Have a great weekend!


  1. Nice talk by Dr Holt. More of him on breakfast TV please and less of this sort of nutbar:

  2. I recently read The Fountainhead and I am now a third of the way through Atlas Shrugged.

    Ayn Rand's writing is absolulutely gripping and several times during Fountainhead I actually punched the air and cheered! Reading Roark's major speech towards the end brought it all into focus and had me literally reduced to tears as the emotion poured out of me. Great stuff.

    Others have likened Atlas Shrugged to life in the USA under the Obama administration, but I don't know the USA (have no wish to frankly) and for me the parallels are more aligned to the stultifying gangrene of green thinking (and also welfarism of course) which has infected New Zealand.

    The only only parts that I find hard to identify with in Ayn Rand's writing are her portrayals of the sexual chemistry between her heroes. I'm not sure that its altogether healthy to continually translate sex into hate-filled contempt and pure domination all the time. We all like a good bit of passion - but a continuous diet of "get out of my life you disgusting bitch, I wanna fuck you, bite you to pieces and leave you degraded, hurt and bleeding on the floor' seems to be going a bit far.
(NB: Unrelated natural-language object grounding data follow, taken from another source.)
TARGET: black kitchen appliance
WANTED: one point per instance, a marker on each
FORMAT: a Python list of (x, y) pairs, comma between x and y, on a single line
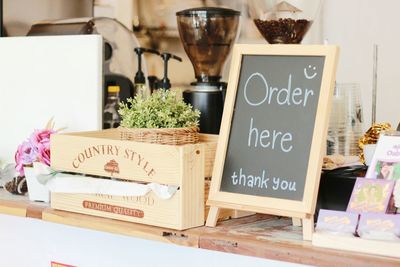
[(207, 35)]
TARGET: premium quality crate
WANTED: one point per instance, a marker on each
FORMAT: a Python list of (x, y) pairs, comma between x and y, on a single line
[(102, 153)]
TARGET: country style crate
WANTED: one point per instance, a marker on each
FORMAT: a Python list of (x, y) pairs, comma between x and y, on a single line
[(102, 153)]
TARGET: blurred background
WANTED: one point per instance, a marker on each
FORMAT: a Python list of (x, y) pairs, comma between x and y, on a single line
[(355, 26)]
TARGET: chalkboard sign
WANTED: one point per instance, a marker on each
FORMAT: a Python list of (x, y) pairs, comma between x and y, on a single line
[(273, 125), (273, 133)]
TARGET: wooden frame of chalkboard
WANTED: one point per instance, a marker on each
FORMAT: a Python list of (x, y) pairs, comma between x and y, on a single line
[(274, 129)]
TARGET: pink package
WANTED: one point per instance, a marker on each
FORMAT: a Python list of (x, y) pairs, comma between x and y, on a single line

    A lot of the basic philosophical assumtions of Rand's writing seem to ring so true with me that I suspect my mother had read these books (she was a wide reader but is long dead now) and passed some of the principles onto me (as parents do, consciously or otherwise).

    My wife is reading them too and we really enjoy discussing the themes and finding out how much we agree on (although sometimes I get a bit nervous that she'll get all carried away and leave me degraded and broken on the floor in the middle of the night hahahaha!!!).

  3. Richard McGrath4 Oct 2010, 15:38:00

    Nice talk Shaun, loved the bit at the end about people exploding inside MRI machines! That logic is the absolute killer blow to therapies where people have to wear or lie on magnets.

    You very usefully mention how cancer patients (or parents of children with cancer) can become very desperate and often end up as victims of unscrupulous scammers. Your books are extremely useful in pointing out to these unfortunate people what treatments are likely to work and which ones are a waste of time and money.

    I think it's important that people learn what the scientific method is about (heaven knows, they won't learn about it in our dumbed down schools!). It was great that you made special mention of double- blind randomised controlled trials in your talk.

    You're a champion of science and reason, Shaun - well done.